Determination of magnetic field effects on a jet diffusion flame in a microgravity environment

Abstract

The effect of magnetic fields on a laminar jet diffusion flames has been investigated by using a microgravity environment. The magnetic field was changed from fairly low (around 0 mT) to strong (around 215 mT) intensities. The effect of oxygen concentration was also investigated. The buoyancy caused by gravity is dominant for diffusion flames under normal gravity, so the microgravity environment was used to allow an observation of the effect of the magnetic field on combustion, especially for weak magnetic fields. A steady flame could be sustained with a field intensity larger than a critical value that depends on the O 2 concentration.
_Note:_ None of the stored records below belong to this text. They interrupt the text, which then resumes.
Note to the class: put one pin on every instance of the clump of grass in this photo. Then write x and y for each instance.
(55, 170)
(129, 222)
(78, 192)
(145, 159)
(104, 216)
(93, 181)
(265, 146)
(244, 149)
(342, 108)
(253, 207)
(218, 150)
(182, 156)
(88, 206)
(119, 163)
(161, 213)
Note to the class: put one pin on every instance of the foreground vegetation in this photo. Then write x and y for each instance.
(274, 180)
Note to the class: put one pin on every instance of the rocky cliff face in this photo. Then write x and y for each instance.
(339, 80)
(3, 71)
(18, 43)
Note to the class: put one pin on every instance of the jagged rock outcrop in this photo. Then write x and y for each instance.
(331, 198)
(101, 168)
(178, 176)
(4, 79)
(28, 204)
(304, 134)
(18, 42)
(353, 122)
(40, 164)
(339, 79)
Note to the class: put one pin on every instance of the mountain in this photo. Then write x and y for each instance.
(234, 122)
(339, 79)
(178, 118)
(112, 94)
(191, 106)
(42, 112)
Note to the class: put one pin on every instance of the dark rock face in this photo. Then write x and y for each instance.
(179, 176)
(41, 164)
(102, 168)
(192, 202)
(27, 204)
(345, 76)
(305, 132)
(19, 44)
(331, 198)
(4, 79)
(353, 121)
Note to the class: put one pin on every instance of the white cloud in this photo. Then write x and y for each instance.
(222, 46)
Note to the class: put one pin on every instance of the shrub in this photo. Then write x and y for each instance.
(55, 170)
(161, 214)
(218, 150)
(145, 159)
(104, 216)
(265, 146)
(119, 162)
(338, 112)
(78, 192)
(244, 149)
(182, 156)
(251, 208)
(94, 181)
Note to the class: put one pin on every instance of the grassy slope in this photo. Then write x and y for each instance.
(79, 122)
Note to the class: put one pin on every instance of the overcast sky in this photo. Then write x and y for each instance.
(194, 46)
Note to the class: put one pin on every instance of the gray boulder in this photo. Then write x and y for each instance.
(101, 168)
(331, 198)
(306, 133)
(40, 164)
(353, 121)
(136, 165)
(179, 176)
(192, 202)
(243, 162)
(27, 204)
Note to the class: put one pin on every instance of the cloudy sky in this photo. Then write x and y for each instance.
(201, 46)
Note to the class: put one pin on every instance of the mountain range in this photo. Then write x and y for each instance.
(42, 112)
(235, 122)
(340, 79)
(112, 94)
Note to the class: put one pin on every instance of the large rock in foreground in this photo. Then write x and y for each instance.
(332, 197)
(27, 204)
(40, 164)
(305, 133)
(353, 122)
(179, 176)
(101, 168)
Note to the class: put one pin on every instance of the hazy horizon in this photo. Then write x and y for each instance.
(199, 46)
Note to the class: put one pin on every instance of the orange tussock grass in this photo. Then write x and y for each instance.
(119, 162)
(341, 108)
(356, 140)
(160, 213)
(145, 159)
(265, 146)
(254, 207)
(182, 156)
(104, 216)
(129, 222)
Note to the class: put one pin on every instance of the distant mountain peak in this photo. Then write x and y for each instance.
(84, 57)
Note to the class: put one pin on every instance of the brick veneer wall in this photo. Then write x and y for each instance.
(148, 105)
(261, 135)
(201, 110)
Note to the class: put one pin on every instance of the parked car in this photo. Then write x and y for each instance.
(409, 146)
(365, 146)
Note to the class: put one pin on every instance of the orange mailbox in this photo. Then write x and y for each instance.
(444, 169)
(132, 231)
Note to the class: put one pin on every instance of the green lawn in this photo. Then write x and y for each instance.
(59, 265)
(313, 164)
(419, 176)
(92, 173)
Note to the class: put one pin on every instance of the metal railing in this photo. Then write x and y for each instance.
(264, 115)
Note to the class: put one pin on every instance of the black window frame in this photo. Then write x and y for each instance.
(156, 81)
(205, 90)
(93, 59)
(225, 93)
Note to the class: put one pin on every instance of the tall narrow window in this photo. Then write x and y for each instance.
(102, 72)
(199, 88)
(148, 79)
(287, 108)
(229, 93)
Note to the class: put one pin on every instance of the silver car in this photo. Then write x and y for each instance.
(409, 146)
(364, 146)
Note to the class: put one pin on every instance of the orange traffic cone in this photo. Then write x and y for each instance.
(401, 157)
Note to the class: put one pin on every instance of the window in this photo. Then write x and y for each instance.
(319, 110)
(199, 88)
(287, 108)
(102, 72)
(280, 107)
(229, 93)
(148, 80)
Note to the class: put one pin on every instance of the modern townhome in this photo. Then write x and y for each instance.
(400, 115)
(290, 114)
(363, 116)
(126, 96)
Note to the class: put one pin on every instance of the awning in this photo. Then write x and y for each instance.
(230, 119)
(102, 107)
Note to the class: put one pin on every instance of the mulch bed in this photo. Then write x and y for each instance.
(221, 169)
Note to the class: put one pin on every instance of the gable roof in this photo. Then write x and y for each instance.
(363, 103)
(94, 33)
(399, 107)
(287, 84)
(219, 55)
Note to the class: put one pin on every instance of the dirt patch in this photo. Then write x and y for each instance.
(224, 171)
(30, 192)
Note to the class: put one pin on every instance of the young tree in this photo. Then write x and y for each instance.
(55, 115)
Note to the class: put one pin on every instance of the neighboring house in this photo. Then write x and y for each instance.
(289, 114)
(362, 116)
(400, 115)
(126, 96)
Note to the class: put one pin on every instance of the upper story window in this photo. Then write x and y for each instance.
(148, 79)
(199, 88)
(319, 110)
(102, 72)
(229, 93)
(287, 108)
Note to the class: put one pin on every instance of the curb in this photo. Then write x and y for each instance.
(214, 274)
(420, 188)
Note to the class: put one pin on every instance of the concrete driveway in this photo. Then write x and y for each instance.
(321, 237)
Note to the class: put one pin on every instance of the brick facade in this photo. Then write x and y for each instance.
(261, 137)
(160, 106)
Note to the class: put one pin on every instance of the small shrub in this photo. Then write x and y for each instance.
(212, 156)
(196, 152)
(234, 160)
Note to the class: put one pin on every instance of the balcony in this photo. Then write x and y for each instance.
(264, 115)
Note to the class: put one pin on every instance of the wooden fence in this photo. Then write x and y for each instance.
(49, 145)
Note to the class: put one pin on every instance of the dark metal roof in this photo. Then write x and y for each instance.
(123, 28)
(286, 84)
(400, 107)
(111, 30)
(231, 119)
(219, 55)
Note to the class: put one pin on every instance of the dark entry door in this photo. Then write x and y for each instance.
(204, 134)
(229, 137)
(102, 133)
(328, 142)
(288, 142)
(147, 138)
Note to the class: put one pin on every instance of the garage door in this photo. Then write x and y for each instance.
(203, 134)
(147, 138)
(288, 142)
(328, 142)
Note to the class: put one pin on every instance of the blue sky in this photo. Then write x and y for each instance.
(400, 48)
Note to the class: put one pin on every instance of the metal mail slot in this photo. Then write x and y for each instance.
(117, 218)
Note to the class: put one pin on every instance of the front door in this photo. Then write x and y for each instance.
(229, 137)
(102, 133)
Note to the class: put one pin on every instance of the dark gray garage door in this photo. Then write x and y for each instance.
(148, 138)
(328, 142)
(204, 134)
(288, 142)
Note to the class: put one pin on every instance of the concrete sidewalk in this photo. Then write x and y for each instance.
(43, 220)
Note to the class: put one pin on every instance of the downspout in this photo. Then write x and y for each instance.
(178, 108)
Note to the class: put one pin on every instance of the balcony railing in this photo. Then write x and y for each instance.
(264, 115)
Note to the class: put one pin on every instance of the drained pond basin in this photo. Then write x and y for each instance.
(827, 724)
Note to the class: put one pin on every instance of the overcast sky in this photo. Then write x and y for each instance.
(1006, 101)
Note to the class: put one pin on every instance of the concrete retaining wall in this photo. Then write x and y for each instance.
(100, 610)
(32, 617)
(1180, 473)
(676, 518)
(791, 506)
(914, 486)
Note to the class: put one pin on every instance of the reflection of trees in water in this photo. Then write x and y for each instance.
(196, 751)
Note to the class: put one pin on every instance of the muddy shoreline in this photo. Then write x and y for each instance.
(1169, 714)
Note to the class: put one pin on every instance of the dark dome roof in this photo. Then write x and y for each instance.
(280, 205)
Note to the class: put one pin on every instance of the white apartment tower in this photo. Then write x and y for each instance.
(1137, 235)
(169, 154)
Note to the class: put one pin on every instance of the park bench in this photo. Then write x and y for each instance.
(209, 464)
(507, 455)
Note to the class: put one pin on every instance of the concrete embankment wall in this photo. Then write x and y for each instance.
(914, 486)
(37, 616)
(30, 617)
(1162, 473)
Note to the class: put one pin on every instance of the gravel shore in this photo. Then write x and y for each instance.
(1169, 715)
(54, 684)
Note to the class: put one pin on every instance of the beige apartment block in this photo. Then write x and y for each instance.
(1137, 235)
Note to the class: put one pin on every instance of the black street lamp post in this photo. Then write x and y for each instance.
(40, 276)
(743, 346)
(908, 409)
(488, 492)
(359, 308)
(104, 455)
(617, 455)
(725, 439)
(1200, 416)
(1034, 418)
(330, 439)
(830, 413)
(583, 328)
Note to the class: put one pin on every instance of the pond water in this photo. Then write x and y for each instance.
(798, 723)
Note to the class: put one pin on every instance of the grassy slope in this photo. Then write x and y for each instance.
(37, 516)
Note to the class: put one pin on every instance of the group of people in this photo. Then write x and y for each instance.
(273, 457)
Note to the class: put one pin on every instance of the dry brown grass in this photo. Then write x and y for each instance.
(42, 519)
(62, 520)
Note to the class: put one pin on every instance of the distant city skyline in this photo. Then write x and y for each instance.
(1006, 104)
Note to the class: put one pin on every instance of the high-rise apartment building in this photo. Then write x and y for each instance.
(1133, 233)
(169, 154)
The critical value was determined experimentally and evaluated with a nondimensional number corresponding to the Grashof number used for gravitational fields. The changes in combustion characteristics, that is, flame shape, length, brightness, and color, were evaluated as a function of the magnetic-field intensity. The flame length decreased with increases in the magnetic-field strength, and the color of the flame shifted from red to yellow, indicating a temperature increase with increases in magnetic-field strength. By evaluating the changes in the flame color with chromaticity treatment, it was concluded that the effect of the magnetic field is dominated by F [O 2 ], where F is the magnetic force acting on the combustion, a function of field strength, and [O 2 ] is the surrounding oxygen concentration.